I forced down another bite, feeling the nourishment settle in my stomach. Strength was returning, crawling back into my limbs. It wasn't enough, though. I knew I needed more than a few mouthfuls of fish and stale water to get myself ready for the binding ritual.
For some reason, more than anything in that moment, I wanted to feel the heat of the sun on my skin.
"I want to feel the sun," I whispered, the words slipping out before I could check them. They hung in the damp air, fragile and desperate. "Real sun. Not moss-light. Not fire. Just... daylight."
Kaelen shifted beside me. He didn't speak immediately. Instead, he opened his hand, palm up. A sphere of golden flame bloomed there, hovering inches above his skin. It wasn't the destructive dragon fire he used for war; this was softer, radiating a gentle, dry heat that pushed back the cavern’s oppressive chill.

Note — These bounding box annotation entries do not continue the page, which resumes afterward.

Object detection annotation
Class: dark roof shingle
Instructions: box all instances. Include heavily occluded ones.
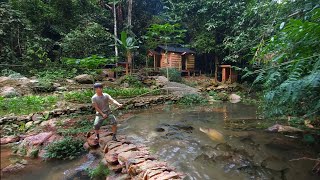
[156,45,196,54]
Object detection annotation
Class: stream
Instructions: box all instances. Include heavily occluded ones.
[1,103,319,180]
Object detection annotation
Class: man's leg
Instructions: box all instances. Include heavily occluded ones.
[94,116,103,139]
[109,114,118,141]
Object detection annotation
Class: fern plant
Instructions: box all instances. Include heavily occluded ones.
[248,8,320,119]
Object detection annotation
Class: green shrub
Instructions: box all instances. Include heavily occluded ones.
[64,90,94,103]
[178,94,208,105]
[0,96,58,115]
[160,68,182,82]
[57,120,93,136]
[86,162,110,179]
[64,88,160,103]
[1,69,23,78]
[121,75,143,87]
[31,78,55,92]
[44,137,84,159]
[31,67,78,81]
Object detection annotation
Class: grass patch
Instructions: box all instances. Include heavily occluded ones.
[64,88,160,103]
[177,94,208,106]
[0,96,58,115]
[160,68,182,82]
[44,136,84,160]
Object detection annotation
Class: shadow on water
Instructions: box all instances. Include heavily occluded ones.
[120,103,319,180]
[1,103,319,180]
[1,146,102,180]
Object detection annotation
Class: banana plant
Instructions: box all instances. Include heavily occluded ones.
[117,31,139,75]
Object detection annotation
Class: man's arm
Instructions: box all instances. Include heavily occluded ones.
[92,102,108,118]
[109,95,122,107]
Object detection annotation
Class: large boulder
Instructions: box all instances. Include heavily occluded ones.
[74,74,94,84]
[0,86,21,98]
[0,136,20,145]
[229,94,241,103]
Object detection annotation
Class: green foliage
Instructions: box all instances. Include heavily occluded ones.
[62,55,115,69]
[160,68,182,82]
[31,67,78,81]
[64,88,159,103]
[144,23,186,49]
[61,23,112,58]
[32,78,55,93]
[249,8,320,117]
[1,69,23,78]
[57,119,92,136]
[0,3,29,65]
[177,94,208,106]
[121,75,143,88]
[44,137,84,160]
[208,91,229,101]
[0,96,57,115]
[86,162,110,179]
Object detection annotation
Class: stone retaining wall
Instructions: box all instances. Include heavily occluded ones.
[84,131,184,180]
[0,95,180,125]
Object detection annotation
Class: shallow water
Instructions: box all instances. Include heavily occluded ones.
[120,103,319,180]
[1,103,319,180]
[1,146,101,180]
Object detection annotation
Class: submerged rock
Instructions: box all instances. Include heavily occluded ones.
[1,163,26,173]
[0,86,21,98]
[74,74,94,84]
[0,136,20,145]
[200,128,225,142]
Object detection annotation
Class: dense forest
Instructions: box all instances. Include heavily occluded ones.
[0,0,320,119]
[0,0,320,180]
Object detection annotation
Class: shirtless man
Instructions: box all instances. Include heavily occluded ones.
[91,83,122,141]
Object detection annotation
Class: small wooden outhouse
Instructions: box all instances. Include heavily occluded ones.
[148,46,195,75]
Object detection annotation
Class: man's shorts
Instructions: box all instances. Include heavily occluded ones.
[93,114,118,130]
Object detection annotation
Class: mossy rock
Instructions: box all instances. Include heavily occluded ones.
[217,92,229,101]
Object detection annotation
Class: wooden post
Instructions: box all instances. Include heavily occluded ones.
[153,55,157,70]
[222,67,226,83]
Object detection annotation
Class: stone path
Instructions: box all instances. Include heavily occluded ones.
[162,82,199,96]
[84,131,184,180]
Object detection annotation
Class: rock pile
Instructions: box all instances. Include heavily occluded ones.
[84,132,184,180]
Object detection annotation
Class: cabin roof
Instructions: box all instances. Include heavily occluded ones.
[156,45,196,54]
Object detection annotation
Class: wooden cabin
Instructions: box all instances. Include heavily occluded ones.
[220,65,238,83]
[148,46,195,75]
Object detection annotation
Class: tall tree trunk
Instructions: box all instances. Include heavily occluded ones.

"I can give you light, fireheart," he said softly, his golden eyes reflecting the flame. "I can give you heat and burn away the dark until you forget we are underground."
He moved his hand closer, letting the warmth wash over my face. It was beautiful. It was a testament to the controlhe was willing to exert just to comfort me. But it wasn't the sun. It smelled of sulfur and magic, not ozone and sky. It felt contained, a caged star held in a lover's hand, and suddenly, that containment felt like a weight on my chest.
"It’s not the same," I said, my voice tight. "Thank you, Kaelen. But it’s... it’s just more magic."
I pushed my half-eaten fish away, my appetite vanishing and the fish in my belly turning to stone. Elias’s healing had knit my bones and soothed my nerves, but it hadn't touched the icy knot of anxiety tightening in my stomach. If anything, being physically whole just gave my mind more energy to panic.
The walls of the cavern seemed to lean in. The darkness beyond the firelight felt heavy, pressing against my temples. We were miles beneath the surface, hiding in a tomb, preparing to perform a ritual that required me to surrender my body and soul to four demigods so we could invade a dimension ruled by a hostility that wanted to erase us.
I couldn't breathe. The air was too thick, recycled through ancient stone lungs, tasting of dust and the Skal’s brine.
"I can't do this," I gasped, the words tumbling out. "I can't... the binding. The amplifier. It’s too much. It’s too fast."
I scrambled backward, away from the fire, away from Kaelen’s well-intentioned heat. My back hit the cold stone of a stalagmite, and I curled into it, trying to find a solid anchor in a world that wouldn't stop spinning.
"Aria?" Flynn was on his feet in an instant, his predator instincts misinterpreting my panic for external danger. "What’s wrong?"
"She is suffocating," Thane rumbled.
The Bear Prince stood up. He didn't rush like Flynn or flare like Kaelen, instead he moved with the slow, inevitable momentum of a glacier. Thane walked past the fire, past his confused brothers, and stopped in front of me. He blocked outthe rest of the cavern, his massive frame creating a wall of privacy.
"The earth is heavy," Thane said quietly. "It presses down. For those not born to it, it can feel like being buried alive."
I nodded, unable to speak, my fingers digging into the markings on my arms.
"Come," Thane said, extending a hand the size of a shovel head. "We will go up. Not all the way out, but to the upper vents. I can shape the stone. I can make an aperture small enough to remain hidden, but large enough to let the sky touch you."
"We'll come with you," Kaelen said immediately, the fire in his hand dying as his hand dropped to his sword hilt. "If she goes up, we all go."
"No," Thane said. He didn't look back; he kept his eyes on me, his expression calm and unyielding. "You will stay."
"Thane," Flynn growled, stepping forward, his hackles rising. "She is vulnerable. We don't separate."
"She is not vulnerable to the rock. She is vulnerable to the pressure," Thane corrected. He looked over his shoulder then, meeting his brothers' gazes with a look of profound, ancient understanding. "We spent a thousand years in a box, brothers. We know what it is to crave a sensation you have lost. But we also know what it is to be crowded."